O Sr. Fernandes Thomaz: - Posto que um dos Preopinantes diz, que convem primeiro saber se ha conselho, para depois se designarem as suas attribuições, eu não sou desta opinião, porque não posso saber se ha de ser necessario um corpo moral, sem saber as suas attribuições, porque destas he que hei de deduzir a sua necessidade. Falando neste sentido, digo que voto para que haja o conselho, com tanto que não tenha senão o direito de decidir em ultima instancia as duvidas que occorrerem nas camaras; e quanto ao que se chama administração, se se entende por isso o que diz o artigo 5.º, julgo que de modo nenhum se pode tirar ás camaras, porque lhes pertence exclusivamente. Nós, he verdade, estamos aqui para reformar as leis; mas tambem estabelecemos nas bases da Constituição como principio certo que não se devem fazer leis novas sem absoluta necessidade. As nossas antigas leis a este respeito são maravilhosas, e conseguintemente acho eu que a unica necessidade que haverá, he de dar ás camaras, por alguma lei regulamentar, meios de executarem seus regimentos, e fazer que as leis sobre este ramo se observem melhor que até aqui. Todos estes objectos de que a Commissão quer encarregar o conselho no artigo 5.º, são privativos das camaras.
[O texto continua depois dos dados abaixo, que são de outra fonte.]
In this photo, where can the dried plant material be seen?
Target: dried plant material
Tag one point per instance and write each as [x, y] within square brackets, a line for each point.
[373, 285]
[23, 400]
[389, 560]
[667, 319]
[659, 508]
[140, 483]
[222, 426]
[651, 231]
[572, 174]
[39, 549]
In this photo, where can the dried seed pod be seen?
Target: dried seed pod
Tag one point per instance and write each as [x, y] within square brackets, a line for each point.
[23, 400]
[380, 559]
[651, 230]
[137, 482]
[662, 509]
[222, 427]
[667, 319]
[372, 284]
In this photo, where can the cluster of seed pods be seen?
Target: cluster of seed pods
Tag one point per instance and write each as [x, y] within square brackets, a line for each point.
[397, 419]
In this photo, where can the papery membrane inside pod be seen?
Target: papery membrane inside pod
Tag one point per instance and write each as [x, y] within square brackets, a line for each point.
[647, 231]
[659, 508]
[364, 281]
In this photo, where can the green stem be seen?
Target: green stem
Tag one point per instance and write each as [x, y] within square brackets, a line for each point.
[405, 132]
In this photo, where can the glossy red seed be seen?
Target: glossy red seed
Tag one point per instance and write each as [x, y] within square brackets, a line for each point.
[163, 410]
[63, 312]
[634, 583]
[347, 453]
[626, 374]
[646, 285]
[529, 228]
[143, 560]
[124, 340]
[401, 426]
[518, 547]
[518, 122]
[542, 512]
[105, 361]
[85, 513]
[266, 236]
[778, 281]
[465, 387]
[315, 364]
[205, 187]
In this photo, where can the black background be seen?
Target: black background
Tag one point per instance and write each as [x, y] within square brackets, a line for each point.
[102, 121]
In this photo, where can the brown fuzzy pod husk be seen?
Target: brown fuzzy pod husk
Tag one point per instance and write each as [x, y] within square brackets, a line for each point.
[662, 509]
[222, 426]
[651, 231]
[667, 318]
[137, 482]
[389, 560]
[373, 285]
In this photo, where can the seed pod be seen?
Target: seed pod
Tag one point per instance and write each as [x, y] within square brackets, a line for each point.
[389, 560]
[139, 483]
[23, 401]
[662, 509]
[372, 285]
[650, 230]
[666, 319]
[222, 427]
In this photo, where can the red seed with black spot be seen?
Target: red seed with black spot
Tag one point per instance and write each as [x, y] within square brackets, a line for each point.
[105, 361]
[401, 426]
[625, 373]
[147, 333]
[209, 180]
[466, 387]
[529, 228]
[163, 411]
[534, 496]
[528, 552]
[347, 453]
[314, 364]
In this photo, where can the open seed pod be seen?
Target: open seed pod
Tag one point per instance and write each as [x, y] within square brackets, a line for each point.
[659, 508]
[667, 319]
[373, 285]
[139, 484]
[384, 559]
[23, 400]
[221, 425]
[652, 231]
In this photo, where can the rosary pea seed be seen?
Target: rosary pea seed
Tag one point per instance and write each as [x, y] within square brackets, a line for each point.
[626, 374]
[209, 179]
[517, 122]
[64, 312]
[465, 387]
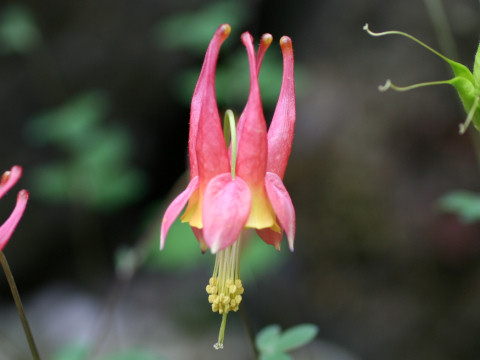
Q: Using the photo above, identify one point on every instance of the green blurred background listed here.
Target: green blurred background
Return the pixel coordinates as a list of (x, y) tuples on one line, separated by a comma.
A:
[(94, 104)]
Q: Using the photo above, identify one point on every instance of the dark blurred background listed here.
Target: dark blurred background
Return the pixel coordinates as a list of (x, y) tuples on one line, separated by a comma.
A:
[(94, 104)]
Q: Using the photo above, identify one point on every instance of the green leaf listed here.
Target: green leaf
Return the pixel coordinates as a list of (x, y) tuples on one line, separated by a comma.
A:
[(267, 339), (465, 204), (71, 352), (476, 68), (182, 251), (276, 356), (259, 258), (297, 336), (131, 354), (70, 125)]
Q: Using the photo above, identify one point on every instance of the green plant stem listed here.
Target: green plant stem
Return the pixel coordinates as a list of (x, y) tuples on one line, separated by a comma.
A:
[(18, 303)]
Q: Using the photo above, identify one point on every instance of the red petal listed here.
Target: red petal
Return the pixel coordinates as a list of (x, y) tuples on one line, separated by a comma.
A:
[(280, 133), (6, 230), (174, 209), (265, 42), (199, 235), (9, 179), (252, 143), (282, 205), (203, 101), (210, 149), (226, 207)]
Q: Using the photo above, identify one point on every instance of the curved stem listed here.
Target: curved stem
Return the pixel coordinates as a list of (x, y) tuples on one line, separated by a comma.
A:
[(18, 303)]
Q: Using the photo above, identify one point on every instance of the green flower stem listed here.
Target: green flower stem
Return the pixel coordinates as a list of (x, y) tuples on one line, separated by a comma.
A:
[(18, 303), (221, 333), (230, 119)]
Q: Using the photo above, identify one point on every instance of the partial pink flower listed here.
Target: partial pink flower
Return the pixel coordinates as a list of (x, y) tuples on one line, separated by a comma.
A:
[(7, 181), (223, 201)]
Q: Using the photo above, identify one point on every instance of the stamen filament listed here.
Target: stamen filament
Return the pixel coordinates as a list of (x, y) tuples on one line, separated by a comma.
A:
[(390, 85), (225, 288)]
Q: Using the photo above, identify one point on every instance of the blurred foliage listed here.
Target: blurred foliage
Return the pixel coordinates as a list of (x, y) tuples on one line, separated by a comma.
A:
[(464, 204), (94, 171), (82, 352), (18, 31), (273, 344)]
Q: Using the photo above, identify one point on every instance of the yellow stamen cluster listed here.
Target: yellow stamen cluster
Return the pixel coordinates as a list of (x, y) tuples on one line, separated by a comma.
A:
[(224, 297)]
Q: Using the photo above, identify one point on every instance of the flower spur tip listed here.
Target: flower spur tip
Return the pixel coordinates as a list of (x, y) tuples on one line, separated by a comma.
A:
[(386, 86), (225, 29), (285, 42), (266, 39)]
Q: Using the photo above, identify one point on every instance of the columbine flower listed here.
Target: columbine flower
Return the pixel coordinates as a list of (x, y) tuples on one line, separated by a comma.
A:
[(465, 82), (237, 184), (7, 181)]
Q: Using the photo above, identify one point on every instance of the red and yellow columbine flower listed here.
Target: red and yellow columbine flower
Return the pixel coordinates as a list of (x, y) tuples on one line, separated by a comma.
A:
[(238, 185), (7, 181)]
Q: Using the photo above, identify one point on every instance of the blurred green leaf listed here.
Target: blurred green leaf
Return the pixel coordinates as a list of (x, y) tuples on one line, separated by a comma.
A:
[(81, 352), (276, 356), (193, 30), (131, 354), (71, 124), (71, 352), (18, 32), (267, 339), (272, 343), (464, 204), (181, 252), (297, 336), (259, 258), (94, 170)]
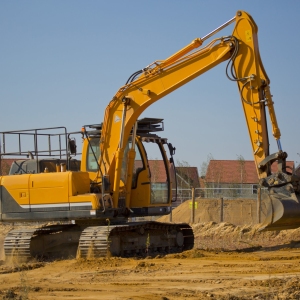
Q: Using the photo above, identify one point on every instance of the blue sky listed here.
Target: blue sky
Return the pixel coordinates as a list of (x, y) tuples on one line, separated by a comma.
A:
[(61, 63)]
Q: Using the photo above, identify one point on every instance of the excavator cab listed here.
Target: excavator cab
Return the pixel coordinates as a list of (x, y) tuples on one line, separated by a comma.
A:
[(152, 175)]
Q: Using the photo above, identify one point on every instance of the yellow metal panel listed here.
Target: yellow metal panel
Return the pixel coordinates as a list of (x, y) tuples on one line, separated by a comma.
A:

Pela nossa antiga legislação, nem ElRei podia intrometter-se nesses negocios, porque não podia alterar as leis municipaes senão no caso de não haverem as camaras observado a forma da ordenação, ou de serem as suas disposições contrarias ao bem publico; e então tomava conhecimento disso a relação. Para isto he que eu quero que haja estes concelhos, scilicet, para tirar áquelle tribunal o direito de inspecção sobre o que he de utilidade dos povos. Acho que assim fica bem arranjado, sem ser necessario recorrer a essas medidas administrativas da França, que não julgo apllicaveis ao nosso paiz, pois que as nossas antigas instituições a este respeito são boas. Voto por tanto pela creação do concelho, uma vez que as suas attribuições consistão nessa inspecção superior sobre as disposições municipaes; e então poderá reunir-se duas vezes no anno, o que julgo sera bastante, ainda que me parece seria talvez melhor deixar isso para as leis regulamentares. Pelo que diz respeito á outra questão, se se deve ou não assignar uma recompensa ou indemnização aos membros do conselho, digo que não sei como havemos de obrigar os cidadãos a que estejão tanto tempo fóra de suas casas sem se lhes dar alguma indemnização.
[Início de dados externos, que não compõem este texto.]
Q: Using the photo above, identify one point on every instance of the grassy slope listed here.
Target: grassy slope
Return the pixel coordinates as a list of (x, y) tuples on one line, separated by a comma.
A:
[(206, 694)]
O Sr. Faria Carvalho: - O illustre Preopinante considerou difficuldade em votar sobre a existencia ou não existencia do concelho administrativo, sem saber primeiro quaes são as suas attribuições; mas isto seria contradictorio com o que se praticou a respeito do administrador geral, pois primeiro decidimos que o houvesse antes de designarmos as suas attribuições. Quanto ao ordenado ou indemnização que requer para os membros do conselho, julgo que se lhes não deve dar, pois considero este onus como qualquer outro encargo municipal.
O Sr. Manoel Antonio de Carvalho: - Sr. Presidente, ainda que eu ache materia sufficientemente discutida pelos illustres Preopinantes que falarão antes de mim, direi com tudo alguma cousa sobre ella. Como votei que houvesse juntas administrativas na mão daquelles que tinhão interesse nella, pela mesma razão quereria, e quero que haja este conselho do administrador geral, não só para o aconselhar em tudo quanto ha a bem dos povos, mas tambem para o ajudar a que faça melhor a resenha de tudo quanto he util e conducente para a felicidade dos mesmos povos. Eu não conheço obrigação mais forte em todo o cidadão, do que a de esmerar-se em concorrer para a felicidade dos seus similhantes: e ninguem pode ter gloria, nem recompensa maior do que ser olhado pelos seus concidadãos como homem habil para approvar por elles em todas as circunstancias necessarias. Diz um celebre filosofo, que todas as vezes que os povos não olhão os encargos da republica senão como meios de fazerem a sus propria utilidade, sem attender ao bem commum, ao bem dos seus similhantes, não são constituicionaes. Torno a dizer que não ha paga melhor dos serviços de qualquer homem, do que ser olhado pelos seus conscidadãos como o mais habil, e o mais zeloso defensor de seus direitos. Por isso, sem entrar agora n'outro exame, voto que haja senão a gloria de ter desempenhado bem tão honrosa commissão.
Declarada a materia sufficientemente discutida, propoz o Sr. Vice-Presidente o artigo á votação, em tres partes separadas, e forão todas successivamente approvadas.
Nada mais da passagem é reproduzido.